Miris, Guru-guru di Sekolah ini Hanya Digaji Rp. 1.000 per Hari
Suasana di Desa Tik Teleu, Kecamatan Pelabai, Kabupaten Lebong, Provinsi Bengkulu ini begitu asri. Pemandangan sawah, kolam ikan, dan gemericik air bisa dirasakan di tempat ini, Selasa (9/1/2018).
Tepat di sudut desa yang jauh dari Ibu Kota itu terdapat satu Madrasah Tsanawiyah (MTs) Zikir Pikir yang dirintis pemuda-pemuda setempat yang mengenyam pendidikan perguruan tinggi, mulai dari gelar strata satu hingga master.
Sekolah yang dibangun pada 2011 itu terlihat memprihatinkan. Separuh gedungnya terbuat dari papan dan semen, sedangkan plafonnya rusak di beberapa bagian. Gedung tersebut merupakan pinjaman dari pemerintahan desa. Terdapat 38 siswa dan delapan guru sebagai tenaga pengajar.
Dwifa, seorang guru perempuan dan pendiri sekolah, menyebutkan, sekolah itu dibangun atas dasar rasa khawatir akan tingginya angka putus sekolah di daerah itu.
"Jarak sekolah jauh dari desa, angka putus sekolah dari SD menjadi tinggi. Kami akhirnya bersepakat mendirikan sekolah madrasah," kisahnya. Dua tahun berdiri, pada 2011 dan 2012 terdapat 14 tenaga pengajar.
Selama dua tahun, 14 guru tidak digaji sama sekali.
"Dua tahun pertama tidak ada gaji. Cuma mengajar. Alhamdulillah bertahan," ujar Dwifa.
Lalu, masuk 2013 hingga 2015, barulah para guru mendapatkan gaji dari Kementerian Agama. Dananya diambil dari Bantuan Operasional Siswa (BOS).
"Tahun 2013 hingga 2015 gaji diterima per bulan sekitar Rp. 30.000 dibayar per tiga bulan. Tiga bulan terima Rp. 90.000. Gaji sebesar itu berlanjut hingga 2016, barulah naik menjadi Rp. 100.000 per bulan," katanya.
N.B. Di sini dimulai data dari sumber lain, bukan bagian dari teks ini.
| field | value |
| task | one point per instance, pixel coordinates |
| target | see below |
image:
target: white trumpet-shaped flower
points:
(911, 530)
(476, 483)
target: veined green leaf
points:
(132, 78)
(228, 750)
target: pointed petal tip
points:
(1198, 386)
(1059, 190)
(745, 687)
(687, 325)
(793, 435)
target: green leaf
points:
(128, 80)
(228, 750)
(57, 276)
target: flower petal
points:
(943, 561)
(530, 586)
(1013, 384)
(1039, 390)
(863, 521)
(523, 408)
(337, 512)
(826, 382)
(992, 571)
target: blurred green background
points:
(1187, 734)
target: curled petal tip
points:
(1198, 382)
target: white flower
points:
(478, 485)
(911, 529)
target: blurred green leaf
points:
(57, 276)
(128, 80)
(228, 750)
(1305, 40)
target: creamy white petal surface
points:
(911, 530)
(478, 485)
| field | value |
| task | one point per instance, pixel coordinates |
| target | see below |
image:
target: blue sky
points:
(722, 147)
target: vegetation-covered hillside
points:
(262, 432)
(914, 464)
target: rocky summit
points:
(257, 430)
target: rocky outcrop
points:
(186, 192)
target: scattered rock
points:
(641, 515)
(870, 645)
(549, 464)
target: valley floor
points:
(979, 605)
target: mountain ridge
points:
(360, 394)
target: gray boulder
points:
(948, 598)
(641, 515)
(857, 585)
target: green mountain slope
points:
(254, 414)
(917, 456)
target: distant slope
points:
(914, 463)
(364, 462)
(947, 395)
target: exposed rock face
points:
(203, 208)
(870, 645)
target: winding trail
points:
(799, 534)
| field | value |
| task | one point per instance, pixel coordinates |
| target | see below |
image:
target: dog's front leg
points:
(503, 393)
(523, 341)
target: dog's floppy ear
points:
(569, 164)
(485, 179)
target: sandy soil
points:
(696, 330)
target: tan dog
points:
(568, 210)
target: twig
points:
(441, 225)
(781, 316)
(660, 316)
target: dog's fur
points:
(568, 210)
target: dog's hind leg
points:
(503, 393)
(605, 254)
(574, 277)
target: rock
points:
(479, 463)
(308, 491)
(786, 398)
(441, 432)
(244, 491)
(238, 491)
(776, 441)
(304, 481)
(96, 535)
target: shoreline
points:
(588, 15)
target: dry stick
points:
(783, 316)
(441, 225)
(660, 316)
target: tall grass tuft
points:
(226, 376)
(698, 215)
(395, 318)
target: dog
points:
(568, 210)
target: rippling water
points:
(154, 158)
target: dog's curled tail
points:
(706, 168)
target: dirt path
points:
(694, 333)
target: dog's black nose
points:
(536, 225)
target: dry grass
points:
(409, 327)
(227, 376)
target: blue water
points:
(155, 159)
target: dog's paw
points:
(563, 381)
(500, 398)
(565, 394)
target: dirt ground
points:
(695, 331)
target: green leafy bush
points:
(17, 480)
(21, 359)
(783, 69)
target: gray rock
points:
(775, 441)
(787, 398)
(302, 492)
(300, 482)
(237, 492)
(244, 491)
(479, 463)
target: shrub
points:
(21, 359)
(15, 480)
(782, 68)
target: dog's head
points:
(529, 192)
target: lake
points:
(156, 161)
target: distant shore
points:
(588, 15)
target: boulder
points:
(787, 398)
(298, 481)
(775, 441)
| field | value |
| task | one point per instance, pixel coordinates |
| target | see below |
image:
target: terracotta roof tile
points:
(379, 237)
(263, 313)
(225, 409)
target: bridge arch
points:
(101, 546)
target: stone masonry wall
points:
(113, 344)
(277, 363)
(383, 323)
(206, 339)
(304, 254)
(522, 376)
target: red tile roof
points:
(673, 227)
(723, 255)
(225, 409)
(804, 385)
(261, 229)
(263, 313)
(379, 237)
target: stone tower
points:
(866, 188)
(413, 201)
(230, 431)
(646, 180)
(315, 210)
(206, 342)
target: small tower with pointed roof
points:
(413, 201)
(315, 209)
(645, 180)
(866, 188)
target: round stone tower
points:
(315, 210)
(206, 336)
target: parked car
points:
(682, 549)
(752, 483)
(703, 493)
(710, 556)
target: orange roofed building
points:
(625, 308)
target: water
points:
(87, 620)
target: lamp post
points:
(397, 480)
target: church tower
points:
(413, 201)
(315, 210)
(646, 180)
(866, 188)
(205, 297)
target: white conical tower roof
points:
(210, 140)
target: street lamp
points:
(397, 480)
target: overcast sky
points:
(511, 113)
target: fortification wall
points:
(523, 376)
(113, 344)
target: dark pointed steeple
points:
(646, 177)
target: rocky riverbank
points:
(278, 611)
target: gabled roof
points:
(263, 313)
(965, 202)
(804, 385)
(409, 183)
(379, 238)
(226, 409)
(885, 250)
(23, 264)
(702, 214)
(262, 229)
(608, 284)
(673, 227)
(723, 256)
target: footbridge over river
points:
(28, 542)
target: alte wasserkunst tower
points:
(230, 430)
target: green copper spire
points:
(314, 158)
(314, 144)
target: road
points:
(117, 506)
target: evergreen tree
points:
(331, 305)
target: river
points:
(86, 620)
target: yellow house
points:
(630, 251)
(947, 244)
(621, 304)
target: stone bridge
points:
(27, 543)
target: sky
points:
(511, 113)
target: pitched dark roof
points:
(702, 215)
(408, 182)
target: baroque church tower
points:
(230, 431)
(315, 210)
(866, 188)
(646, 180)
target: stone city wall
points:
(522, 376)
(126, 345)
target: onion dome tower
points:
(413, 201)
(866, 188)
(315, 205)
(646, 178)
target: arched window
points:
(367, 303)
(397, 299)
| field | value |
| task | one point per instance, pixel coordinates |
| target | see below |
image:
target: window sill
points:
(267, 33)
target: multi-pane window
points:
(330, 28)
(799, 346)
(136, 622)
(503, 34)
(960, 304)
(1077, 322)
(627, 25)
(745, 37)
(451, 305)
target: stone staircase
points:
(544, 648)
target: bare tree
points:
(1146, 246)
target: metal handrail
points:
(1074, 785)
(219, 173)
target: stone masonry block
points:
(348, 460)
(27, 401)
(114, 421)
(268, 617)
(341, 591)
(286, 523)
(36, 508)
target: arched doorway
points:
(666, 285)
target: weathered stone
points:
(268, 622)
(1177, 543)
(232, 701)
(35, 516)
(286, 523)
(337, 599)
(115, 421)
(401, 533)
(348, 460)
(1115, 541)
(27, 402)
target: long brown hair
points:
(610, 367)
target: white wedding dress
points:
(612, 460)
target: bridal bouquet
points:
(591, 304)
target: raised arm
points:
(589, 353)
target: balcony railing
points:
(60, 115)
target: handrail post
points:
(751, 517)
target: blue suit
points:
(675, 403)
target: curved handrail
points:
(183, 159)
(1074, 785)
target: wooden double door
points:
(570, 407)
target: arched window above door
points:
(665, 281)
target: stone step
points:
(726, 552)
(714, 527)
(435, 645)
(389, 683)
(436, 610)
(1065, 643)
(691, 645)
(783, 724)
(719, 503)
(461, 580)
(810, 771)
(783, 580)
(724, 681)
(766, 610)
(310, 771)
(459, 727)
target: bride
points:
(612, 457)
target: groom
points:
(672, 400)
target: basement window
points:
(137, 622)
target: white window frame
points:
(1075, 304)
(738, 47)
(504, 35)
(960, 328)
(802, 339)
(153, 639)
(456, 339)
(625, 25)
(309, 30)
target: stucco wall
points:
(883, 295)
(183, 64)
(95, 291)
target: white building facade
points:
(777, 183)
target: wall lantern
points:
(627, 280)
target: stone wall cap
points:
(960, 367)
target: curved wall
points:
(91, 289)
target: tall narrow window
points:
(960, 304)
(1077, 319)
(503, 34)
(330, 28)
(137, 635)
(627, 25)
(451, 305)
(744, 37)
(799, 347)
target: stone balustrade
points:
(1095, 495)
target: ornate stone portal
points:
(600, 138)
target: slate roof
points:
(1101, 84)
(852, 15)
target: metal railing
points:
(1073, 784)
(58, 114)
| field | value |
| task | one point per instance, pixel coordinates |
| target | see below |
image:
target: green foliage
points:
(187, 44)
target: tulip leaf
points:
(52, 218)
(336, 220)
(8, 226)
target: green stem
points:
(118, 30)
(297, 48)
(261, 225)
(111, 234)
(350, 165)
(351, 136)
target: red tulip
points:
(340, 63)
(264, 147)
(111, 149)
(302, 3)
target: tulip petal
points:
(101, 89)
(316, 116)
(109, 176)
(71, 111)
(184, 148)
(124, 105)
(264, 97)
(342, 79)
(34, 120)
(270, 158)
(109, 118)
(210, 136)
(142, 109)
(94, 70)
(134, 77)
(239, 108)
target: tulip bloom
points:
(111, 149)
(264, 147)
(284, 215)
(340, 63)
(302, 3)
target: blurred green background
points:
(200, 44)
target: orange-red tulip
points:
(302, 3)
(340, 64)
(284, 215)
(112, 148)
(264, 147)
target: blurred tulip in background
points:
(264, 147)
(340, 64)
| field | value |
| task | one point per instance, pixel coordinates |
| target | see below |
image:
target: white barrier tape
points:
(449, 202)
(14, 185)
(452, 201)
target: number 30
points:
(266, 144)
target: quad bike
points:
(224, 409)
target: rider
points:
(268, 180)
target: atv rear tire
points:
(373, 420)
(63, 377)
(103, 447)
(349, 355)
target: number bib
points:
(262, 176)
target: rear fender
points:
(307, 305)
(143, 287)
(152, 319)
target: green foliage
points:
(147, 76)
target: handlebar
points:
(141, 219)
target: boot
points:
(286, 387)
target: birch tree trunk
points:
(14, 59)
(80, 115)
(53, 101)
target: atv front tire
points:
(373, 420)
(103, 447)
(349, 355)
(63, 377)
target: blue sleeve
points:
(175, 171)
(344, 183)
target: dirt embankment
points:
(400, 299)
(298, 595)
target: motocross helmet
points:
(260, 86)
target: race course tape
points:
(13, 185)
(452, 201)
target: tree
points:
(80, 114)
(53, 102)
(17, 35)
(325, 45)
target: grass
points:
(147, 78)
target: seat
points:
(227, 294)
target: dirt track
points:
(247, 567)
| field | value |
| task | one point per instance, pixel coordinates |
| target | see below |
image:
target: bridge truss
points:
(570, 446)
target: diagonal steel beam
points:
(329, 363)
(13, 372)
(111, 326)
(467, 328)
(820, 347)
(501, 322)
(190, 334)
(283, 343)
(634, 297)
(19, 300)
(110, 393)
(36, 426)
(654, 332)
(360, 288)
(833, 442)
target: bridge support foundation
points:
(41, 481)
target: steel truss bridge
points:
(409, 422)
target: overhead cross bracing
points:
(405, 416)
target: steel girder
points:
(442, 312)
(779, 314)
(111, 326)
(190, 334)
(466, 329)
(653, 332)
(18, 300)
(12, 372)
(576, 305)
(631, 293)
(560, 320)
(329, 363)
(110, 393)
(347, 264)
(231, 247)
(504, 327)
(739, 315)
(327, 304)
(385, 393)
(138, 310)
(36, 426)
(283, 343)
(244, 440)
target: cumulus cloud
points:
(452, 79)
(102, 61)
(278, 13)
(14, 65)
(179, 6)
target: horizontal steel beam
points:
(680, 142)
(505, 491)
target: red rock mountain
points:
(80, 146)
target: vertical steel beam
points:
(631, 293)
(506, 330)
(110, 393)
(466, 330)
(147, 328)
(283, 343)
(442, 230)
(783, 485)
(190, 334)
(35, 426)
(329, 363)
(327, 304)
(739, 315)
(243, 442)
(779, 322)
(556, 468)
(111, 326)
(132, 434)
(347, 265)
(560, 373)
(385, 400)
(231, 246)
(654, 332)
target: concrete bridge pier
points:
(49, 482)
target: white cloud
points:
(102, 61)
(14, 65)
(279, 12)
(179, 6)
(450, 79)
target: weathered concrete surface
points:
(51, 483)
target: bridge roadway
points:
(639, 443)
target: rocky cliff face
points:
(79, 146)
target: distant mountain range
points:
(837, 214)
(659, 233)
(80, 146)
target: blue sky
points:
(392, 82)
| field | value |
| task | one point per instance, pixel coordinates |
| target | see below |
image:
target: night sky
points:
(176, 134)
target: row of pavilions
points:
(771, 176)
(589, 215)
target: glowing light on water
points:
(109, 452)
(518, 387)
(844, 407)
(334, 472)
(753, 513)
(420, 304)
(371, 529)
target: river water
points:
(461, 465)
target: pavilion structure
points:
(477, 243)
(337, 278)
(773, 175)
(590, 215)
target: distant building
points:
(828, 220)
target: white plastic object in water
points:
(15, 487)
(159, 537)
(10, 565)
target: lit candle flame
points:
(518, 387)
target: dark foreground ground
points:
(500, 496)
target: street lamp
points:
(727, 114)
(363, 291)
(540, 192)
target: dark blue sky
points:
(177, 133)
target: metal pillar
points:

Dwifa mengatakan, selain menjadi guru di sekolah itu, ia bersama suami memiliki pekerjaan lain, yaitu sebagai petani.
"Menjadi guru di sini merupakan bentuk kekhawatiran kami atas kondisi kampung halaman. Jadi, enggak mikir gajilah. Untuk kehidupan sehari-hari, saya dan suami menjadi petani," ucapnya.
Hiriani, guru lainnya, menyebut bahwa ia merupakan guru yang paling yunior karena baru enam bulan bergabung di sekolah itu. Ia mengaku menjadi guru di sekolah itu atas panggilan hatinya terhadap kampung halaman.
"Saya hanya berharap pengetahuan yang saya miliki dari perguruan tinggi dapat saya bagi buat remaja di desa," katanya.
Ia tidak mempersalahkan masalah gaji yang hanya Rp. 100.000 per bulan.
Hal yang sama juga dijelaskan Sukamdani, Kepala Sekolah MTs Zikir Pikir. Sukamdani memiliki gelar master pada bidang agama Islam. Tawaran menjadi dosen di beberapa perguruan tinggi pernah ia terima, tetapi ia lebih memilih kembali ke kampung halaman.
"Angka putus sekolah, ancaman kenakalan remaja, dan kejahatan akibat kurangnya pendidikan agama sebagai pertimbangan kami mendirikan sekolah agama di desa," ucapnya.
Sukamdani menyebutkan, saat ini sekolah itu memiliki tanah sekitar 1 hektar sebagai wakaf dari masyarakat.